Use --trap-fd FD to write landstrip trap denial blocks to an already-open file descriptor as JSON objects, one per line followed by a newline.

landstrip --trap-fd 3 -p policy.json cargo test 3>landstrip-traps.txt

Linux filesystem and network denials observed by the seccomp broker are emitted with the same shapes as standard error:

{"Filesystem":["write","/repo/out","seccomp"]}
{"Network":["connect","127.0.0.1:9999","seccomp"]}

The mechanism element records the kernel enforcement layer that detected the denial (e.g. seccomp or landlock).

This stream is separate from the sandboxed tool's output. If the option is omitted, landstrip is quiet unless it has to report a policy, launch, or platform error. These long-lived error messages remain on standard error and are not duplicated in the trap stream.

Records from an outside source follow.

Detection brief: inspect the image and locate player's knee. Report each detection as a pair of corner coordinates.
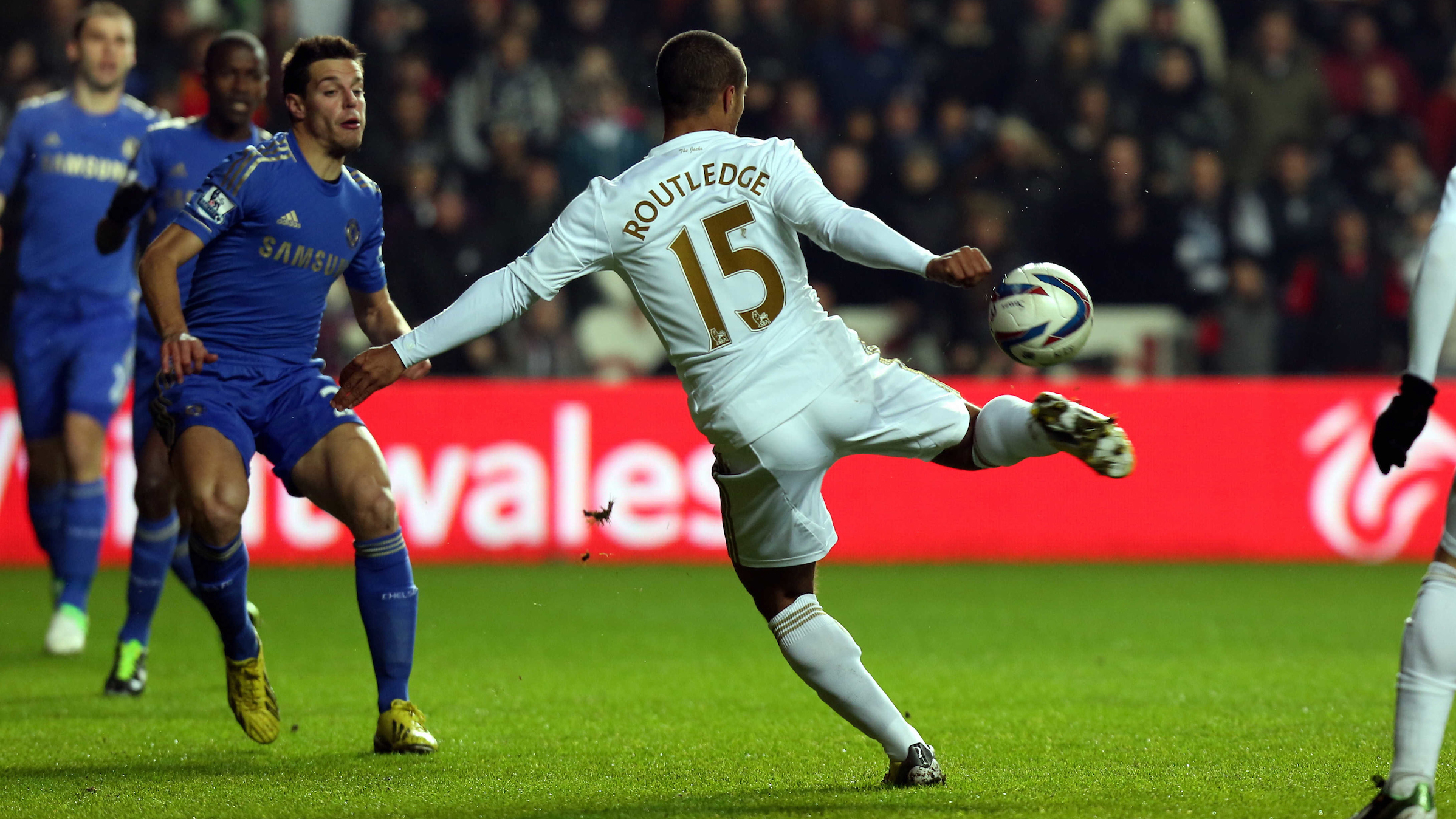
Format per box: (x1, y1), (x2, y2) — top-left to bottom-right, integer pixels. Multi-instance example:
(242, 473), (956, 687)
(132, 470), (176, 519)
(349, 482), (399, 537)
(188, 483), (247, 541)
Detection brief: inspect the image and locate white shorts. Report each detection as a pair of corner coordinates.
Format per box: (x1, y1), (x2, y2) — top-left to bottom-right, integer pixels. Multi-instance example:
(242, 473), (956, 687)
(713, 344), (971, 569)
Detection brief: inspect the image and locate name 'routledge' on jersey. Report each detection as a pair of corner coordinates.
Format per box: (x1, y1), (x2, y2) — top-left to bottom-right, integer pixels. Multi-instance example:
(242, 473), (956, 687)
(512, 131), (932, 440)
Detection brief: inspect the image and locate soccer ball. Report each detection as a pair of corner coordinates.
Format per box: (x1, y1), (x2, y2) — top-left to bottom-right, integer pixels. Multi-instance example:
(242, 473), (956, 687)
(990, 262), (1092, 366)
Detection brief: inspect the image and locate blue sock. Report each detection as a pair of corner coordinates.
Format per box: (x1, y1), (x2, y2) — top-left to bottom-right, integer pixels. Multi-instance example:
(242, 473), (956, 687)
(51, 479), (106, 611)
(188, 534), (258, 660)
(172, 528), (202, 599)
(117, 512), (177, 646)
(354, 530), (419, 713)
(26, 480), (66, 571)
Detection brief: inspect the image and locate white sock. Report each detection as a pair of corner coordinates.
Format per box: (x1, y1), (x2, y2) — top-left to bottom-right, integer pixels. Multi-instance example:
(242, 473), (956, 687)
(971, 396), (1057, 470)
(1386, 561), (1456, 798)
(769, 595), (922, 762)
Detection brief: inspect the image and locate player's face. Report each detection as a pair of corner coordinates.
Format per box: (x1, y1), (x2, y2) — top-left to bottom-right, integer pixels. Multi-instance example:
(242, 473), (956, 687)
(66, 15), (137, 92)
(728, 81), (749, 134)
(301, 60), (364, 156)
(207, 44), (268, 126)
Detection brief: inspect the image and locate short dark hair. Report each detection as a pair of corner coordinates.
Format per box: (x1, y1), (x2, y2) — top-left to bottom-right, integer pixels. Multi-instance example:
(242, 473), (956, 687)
(202, 29), (267, 75)
(657, 30), (749, 119)
(283, 33), (364, 96)
(71, 0), (137, 41)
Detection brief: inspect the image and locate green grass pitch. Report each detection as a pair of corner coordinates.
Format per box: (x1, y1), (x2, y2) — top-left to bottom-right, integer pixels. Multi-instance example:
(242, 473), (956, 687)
(0, 558), (1438, 819)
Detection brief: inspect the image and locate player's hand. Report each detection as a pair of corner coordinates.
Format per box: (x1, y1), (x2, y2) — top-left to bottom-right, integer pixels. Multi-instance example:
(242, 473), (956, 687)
(162, 331), (217, 384)
(924, 247), (992, 287)
(329, 344), (410, 410)
(1370, 374), (1435, 475)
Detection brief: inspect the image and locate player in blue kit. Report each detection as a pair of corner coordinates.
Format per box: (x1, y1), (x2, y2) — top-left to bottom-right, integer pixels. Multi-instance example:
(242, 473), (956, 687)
(0, 3), (157, 654)
(96, 30), (271, 697)
(140, 36), (438, 753)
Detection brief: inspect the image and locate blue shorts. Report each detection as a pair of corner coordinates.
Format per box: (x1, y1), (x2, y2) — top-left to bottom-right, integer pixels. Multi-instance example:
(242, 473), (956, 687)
(151, 359), (364, 498)
(131, 318), (162, 462)
(10, 289), (137, 439)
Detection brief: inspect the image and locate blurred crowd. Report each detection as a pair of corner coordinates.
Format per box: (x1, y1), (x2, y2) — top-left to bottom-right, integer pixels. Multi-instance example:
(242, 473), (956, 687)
(0, 0), (1456, 379)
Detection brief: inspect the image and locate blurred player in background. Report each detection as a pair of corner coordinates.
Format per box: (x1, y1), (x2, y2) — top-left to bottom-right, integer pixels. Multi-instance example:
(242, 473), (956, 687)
(96, 30), (271, 697)
(335, 30), (1133, 786)
(1354, 144), (1456, 819)
(0, 3), (157, 654)
(140, 36), (438, 753)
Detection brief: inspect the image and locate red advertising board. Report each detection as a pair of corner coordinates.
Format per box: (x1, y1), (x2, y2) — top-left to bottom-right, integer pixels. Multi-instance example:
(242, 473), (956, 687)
(0, 379), (1456, 564)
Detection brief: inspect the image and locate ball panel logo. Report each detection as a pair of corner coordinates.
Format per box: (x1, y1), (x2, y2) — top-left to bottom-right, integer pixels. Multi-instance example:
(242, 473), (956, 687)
(196, 185), (238, 224)
(1300, 394), (1456, 561)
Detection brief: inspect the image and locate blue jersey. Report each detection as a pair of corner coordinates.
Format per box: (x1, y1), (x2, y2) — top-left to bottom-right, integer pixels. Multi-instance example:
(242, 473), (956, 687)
(173, 132), (385, 364)
(0, 92), (157, 295)
(131, 117), (271, 314)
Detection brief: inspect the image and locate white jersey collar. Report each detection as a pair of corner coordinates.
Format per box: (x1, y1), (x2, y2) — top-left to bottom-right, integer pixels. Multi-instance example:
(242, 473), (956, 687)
(647, 131), (732, 157)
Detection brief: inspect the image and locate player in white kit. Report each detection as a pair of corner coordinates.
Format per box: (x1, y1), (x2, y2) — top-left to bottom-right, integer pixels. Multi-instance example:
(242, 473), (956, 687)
(335, 30), (1133, 786)
(1354, 156), (1456, 819)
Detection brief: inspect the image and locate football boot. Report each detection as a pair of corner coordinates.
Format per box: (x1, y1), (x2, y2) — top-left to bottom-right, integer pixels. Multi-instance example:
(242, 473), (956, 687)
(374, 700), (440, 753)
(224, 642), (278, 745)
(102, 640), (147, 697)
(1031, 392), (1134, 477)
(1350, 777), (1435, 819)
(881, 742), (945, 787)
(45, 602), (89, 657)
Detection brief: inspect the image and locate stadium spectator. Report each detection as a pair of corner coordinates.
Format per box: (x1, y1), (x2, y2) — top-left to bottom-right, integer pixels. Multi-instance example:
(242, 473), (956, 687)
(1284, 207), (1408, 372)
(929, 0), (1021, 108)
(1114, 0), (1204, 96)
(808, 0), (912, 115)
(450, 30), (560, 170)
(1092, 0), (1228, 83)
(1423, 49), (1456, 180)
(495, 296), (589, 379)
(1332, 64), (1421, 198)
(1320, 7), (1421, 117)
(1218, 256), (1280, 375)
(1021, 0), (1071, 73)
(1056, 134), (1185, 304)
(560, 80), (648, 196)
(1258, 141), (1342, 287)
(1011, 30), (1099, 149)
(1173, 148), (1271, 307)
(1130, 45), (1233, 193)
(773, 77), (830, 167)
(1228, 7), (1330, 185)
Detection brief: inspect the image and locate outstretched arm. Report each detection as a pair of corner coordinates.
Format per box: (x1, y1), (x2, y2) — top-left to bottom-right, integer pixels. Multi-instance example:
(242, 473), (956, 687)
(96, 180), (151, 256)
(1370, 186), (1456, 473)
(137, 224), (217, 381)
(334, 186), (611, 409)
(334, 266), (536, 410)
(349, 287), (430, 381)
(769, 148), (992, 287)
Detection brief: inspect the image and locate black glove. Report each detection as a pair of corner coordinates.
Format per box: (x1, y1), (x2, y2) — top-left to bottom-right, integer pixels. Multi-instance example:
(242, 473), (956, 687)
(1370, 374), (1435, 475)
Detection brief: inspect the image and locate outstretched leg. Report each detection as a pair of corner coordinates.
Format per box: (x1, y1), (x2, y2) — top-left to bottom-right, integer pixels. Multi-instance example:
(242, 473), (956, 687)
(290, 423), (440, 753)
(734, 563), (945, 784)
(172, 427), (278, 745)
(1356, 484), (1456, 819)
(932, 392), (1133, 477)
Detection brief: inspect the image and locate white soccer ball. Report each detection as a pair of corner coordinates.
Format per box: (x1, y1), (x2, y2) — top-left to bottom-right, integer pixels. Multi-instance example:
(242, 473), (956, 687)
(990, 262), (1092, 366)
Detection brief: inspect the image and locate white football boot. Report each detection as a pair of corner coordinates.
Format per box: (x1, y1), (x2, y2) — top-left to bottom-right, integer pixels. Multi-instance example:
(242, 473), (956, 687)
(1031, 392), (1134, 477)
(45, 602), (88, 657)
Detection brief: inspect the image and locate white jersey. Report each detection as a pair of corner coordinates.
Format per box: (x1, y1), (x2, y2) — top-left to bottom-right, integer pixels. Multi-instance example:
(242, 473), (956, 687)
(1407, 170), (1456, 381)
(394, 131), (933, 445)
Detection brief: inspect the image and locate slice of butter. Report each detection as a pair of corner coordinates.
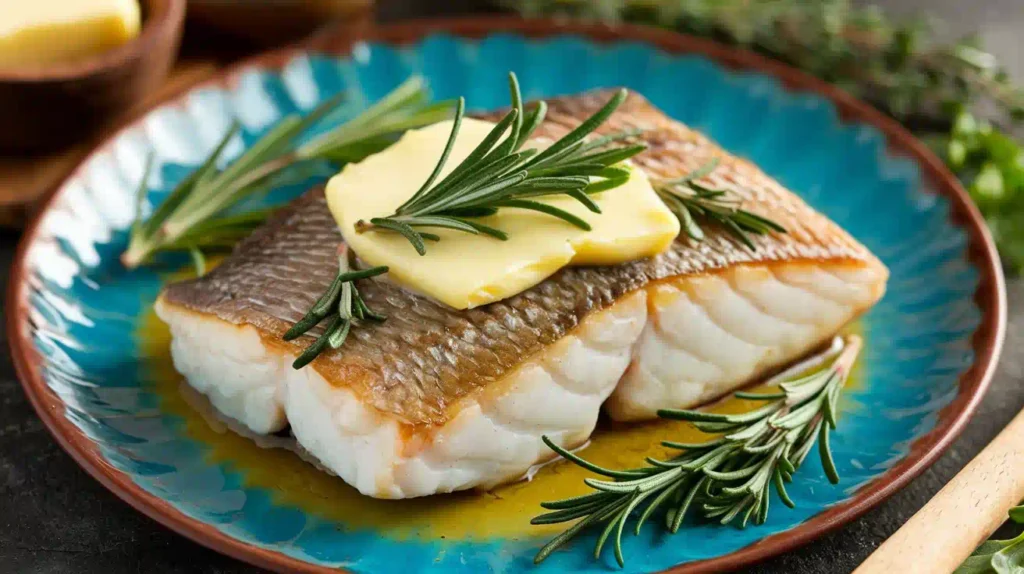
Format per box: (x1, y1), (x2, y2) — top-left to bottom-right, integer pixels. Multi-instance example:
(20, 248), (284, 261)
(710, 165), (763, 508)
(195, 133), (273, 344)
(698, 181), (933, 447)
(0, 0), (140, 69)
(327, 119), (679, 309)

Trap responses are informational. The configured sandbox policy always applies. However, writing trap responses requires an already-open file descriptor and a readable file path. If the sandbox blocks writing to the descriptor, or if writing fails, the denial is quietly dropped and the policy remains in effect. On backends without per-denial callbacks the option is best-effort.

The descriptor must be 3 or greater (standard I/O descriptors 0-2 are reserved).

Development

Commit messages

  • <subsystem>: <message>
  • Long description for non-trivial changes.
  • Kernel style commit messages.
  • Signed-off-by

Documenting errors

The following snippet demonstrates the recommended pattern for documenting the return values on error:

/// # Errors
///
/// Returns [`<variant's unqualified name>`](<variant's unqualified name>)
/// Returns ...

Licensing

The JavaScript npm wrapper is licensed under Apache-2.0. The Rust source and native binaries are licensed under LGPL-2.1-or-later. Corresponding source for each published native binary is available from the GitHub repository tag that matches the package version.